Se sirvió una y otra vez y dejó que su mirada se perdiera en las trémulas imágenes. Una de sus películas preferidas de los últimos tiempos. Una de ésas que se sabía casi de memoria, Cada mínimo gesto. Cada expresión del rostro. Cada mínima variación. Cada uno de los espasmos de los pequeños cuerpos. Cinco hombres y dos niñas. Pensó en el agente de policía.

Sólo una vez había recibido la visita de la policía. En todos esos años. Porque había tenido cuidado. No había vuelto nunca a perder el control, pero una vez, la primera vez, había perdido el control y Timo se había despedido y había desaparecido, así, sin más, y pocas semanas después había llamado a su puerta un policía.

También entonces se trataba de una muchacha desaparecida. Entonces, no sabía por qué, se había meado en los pantalones mientras hablaba con el policía.
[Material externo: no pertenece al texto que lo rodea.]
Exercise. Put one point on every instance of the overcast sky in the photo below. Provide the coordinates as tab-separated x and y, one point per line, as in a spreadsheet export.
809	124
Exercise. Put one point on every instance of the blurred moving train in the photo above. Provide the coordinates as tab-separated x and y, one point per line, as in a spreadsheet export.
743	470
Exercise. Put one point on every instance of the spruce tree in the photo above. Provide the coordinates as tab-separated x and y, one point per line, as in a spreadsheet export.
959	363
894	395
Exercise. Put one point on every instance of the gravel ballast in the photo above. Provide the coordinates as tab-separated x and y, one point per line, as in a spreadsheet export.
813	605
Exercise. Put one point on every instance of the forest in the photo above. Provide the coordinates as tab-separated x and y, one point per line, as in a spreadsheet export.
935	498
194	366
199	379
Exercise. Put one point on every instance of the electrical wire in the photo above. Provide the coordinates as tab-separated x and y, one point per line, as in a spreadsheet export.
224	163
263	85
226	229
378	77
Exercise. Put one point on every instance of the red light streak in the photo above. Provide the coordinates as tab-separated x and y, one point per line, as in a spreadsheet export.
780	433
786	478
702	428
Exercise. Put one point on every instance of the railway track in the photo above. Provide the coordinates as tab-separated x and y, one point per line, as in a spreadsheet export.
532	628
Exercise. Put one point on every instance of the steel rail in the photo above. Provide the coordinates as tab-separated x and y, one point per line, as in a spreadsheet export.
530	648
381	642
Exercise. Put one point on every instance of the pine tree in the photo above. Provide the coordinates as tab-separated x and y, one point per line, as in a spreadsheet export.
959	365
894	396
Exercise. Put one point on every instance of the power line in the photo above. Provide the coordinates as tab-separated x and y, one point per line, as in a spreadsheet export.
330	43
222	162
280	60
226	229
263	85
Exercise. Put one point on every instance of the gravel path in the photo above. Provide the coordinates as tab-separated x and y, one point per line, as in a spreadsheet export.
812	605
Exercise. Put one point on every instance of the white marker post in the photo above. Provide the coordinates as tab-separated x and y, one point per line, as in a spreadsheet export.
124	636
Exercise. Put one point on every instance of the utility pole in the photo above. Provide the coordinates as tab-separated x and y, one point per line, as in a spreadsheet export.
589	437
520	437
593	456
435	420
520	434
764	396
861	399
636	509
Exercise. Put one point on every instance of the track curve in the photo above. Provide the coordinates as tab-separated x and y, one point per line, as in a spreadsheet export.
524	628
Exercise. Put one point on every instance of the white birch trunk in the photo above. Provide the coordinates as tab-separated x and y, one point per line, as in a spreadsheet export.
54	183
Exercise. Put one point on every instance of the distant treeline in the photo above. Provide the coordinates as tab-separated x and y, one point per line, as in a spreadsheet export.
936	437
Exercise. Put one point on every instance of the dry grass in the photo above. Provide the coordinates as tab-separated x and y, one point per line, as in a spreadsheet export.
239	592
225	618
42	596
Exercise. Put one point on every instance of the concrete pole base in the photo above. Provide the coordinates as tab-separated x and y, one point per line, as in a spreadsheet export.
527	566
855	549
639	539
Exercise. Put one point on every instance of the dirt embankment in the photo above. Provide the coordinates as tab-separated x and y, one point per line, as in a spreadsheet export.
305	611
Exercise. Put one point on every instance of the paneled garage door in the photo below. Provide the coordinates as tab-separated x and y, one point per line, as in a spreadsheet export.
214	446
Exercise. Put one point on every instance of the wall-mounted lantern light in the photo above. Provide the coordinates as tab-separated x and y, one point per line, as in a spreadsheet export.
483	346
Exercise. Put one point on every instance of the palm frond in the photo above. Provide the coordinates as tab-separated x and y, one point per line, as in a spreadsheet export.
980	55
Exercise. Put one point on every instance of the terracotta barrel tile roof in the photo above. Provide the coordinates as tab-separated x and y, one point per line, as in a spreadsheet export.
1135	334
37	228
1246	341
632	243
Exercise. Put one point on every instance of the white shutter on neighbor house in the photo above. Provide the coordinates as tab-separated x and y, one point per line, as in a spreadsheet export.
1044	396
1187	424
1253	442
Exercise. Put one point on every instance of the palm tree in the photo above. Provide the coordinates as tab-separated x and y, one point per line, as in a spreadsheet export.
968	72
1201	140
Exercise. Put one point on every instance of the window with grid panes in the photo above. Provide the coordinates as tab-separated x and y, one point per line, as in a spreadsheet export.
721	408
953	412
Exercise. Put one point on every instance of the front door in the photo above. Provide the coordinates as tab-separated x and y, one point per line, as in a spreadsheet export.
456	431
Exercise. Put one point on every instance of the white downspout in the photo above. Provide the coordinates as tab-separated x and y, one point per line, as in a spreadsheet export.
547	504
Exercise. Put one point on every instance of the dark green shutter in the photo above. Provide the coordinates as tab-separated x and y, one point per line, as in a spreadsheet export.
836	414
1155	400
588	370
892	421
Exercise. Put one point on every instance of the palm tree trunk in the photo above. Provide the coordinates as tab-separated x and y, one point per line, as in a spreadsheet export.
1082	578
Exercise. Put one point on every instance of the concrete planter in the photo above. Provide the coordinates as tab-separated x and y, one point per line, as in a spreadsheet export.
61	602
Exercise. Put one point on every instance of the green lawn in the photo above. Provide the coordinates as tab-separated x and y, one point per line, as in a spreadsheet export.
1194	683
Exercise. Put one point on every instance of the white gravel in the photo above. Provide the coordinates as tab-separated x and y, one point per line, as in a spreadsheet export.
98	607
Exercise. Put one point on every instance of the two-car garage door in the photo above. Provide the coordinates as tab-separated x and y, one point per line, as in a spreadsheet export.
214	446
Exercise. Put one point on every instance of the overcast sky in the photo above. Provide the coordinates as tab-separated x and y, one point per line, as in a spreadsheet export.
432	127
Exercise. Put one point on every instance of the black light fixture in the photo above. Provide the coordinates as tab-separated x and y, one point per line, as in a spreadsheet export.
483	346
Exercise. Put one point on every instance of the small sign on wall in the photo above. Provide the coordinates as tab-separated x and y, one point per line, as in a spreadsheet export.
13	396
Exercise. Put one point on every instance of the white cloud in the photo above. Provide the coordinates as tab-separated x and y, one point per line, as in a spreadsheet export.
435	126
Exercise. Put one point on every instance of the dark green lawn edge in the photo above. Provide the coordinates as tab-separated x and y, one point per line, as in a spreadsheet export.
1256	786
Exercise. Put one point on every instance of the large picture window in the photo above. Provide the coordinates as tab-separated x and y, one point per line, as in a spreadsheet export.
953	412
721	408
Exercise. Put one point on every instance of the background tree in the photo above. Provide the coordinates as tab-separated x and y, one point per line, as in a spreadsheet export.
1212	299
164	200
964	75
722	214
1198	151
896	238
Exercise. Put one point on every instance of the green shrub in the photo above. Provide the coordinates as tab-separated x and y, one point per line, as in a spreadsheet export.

Había sentido cómo le resbalaban suavemente por los muslos aquellos hilillos de líquido.

Había cruzado las piernas y le había dicho al policía todo lo que quería saber; también en esa ocasión se trataba de su coche, de su pequeño Ford rojo, que tan buen servicio le había prestado durante todos esos años.
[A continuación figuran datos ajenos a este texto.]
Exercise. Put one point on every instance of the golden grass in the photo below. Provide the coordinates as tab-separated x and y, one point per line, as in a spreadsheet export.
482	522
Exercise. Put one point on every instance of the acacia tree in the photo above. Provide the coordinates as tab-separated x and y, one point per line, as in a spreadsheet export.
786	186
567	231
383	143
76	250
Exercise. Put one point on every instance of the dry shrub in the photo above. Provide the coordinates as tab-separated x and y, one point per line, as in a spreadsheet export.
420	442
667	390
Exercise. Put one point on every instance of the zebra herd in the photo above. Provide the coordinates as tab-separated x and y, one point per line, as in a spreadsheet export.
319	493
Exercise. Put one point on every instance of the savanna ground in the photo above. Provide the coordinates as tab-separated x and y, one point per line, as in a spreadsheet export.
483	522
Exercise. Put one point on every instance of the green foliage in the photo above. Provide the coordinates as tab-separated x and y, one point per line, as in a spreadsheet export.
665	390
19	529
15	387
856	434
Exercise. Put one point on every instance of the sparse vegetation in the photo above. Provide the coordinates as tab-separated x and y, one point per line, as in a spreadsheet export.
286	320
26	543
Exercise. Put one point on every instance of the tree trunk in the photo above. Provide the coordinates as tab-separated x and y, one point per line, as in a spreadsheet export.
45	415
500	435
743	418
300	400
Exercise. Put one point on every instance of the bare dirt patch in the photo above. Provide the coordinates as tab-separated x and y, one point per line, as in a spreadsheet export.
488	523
Cuando el policía de entonces se había marchado, se había ido inmediatamente a la cama, temblando como un flan, y se había levantado a la mañana siguiente plenamente convencido de que todo había terminado. Pero el policía no volvió jamás, y todo siguió su curso.
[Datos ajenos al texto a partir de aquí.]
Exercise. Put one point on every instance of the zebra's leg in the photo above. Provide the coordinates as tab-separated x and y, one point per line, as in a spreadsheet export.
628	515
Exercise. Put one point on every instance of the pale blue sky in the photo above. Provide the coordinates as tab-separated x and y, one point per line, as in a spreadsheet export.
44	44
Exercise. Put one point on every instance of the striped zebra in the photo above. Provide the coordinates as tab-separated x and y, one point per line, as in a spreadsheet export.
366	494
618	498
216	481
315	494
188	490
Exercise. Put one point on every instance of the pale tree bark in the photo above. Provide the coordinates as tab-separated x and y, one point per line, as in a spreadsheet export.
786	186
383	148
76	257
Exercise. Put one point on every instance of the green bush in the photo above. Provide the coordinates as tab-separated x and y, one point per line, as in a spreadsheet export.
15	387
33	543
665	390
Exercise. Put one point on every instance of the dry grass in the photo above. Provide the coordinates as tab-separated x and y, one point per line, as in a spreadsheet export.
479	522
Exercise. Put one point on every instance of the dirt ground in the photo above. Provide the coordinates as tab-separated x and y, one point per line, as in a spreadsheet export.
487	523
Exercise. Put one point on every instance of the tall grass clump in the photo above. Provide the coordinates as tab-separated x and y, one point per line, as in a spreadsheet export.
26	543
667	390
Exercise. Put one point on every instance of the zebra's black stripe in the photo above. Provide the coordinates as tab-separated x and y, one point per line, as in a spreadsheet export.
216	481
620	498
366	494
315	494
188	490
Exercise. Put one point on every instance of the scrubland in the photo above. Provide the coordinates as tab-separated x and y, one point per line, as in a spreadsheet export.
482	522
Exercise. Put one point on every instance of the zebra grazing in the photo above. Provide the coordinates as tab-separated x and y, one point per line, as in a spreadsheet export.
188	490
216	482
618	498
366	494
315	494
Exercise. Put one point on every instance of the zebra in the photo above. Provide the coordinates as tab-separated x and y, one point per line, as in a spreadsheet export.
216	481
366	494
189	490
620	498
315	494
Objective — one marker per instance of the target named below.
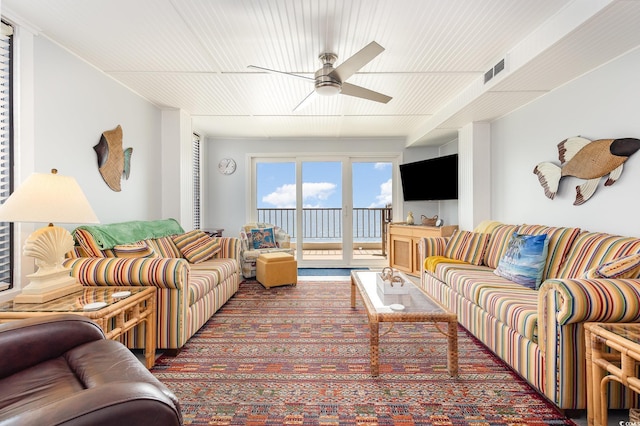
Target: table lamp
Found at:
(48, 198)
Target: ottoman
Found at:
(275, 269)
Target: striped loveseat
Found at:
(188, 292)
(539, 331)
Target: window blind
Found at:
(6, 179)
(196, 181)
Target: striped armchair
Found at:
(188, 294)
(251, 249)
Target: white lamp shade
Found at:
(48, 198)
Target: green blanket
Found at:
(113, 234)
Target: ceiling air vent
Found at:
(497, 68)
Y ayer volvió Timo, al cabo de tantos años, y se había alegrado de verle.

Y ahora otra vez un policía delante de su casa, y no quería decir nada.

Hoy en día, cuando se ponía a pensar en lo que pasó hace tanto tiempo, no reconocía las cosas. Por mucho que lo intentara. Sentía sólo algo cálido, una especie de ola caliente que le envolvía y sepultaba todo aquello que había sido.

Las niñas estaban de rodillas con la cabeza baja delante de los hombres. La escena estaba a punto de concluir, sentía ya ese dolor punzante en la entrepierna y el principio del alivio. Al cabo de un rato se levantó, no sin esfuerzo. Se sentía agotado y un poco mareado.

Le hubiera gustado quedarse sentado, pero tenía que cambiar los aspersores. Y luego tenía que regar los parterres de flores del aparcamiento. Si no, no iban a crecer nunca.

Dos y cuarto.

Regar las flores del aparcamiento.

Lo anotó en su cuaderno antes de salir.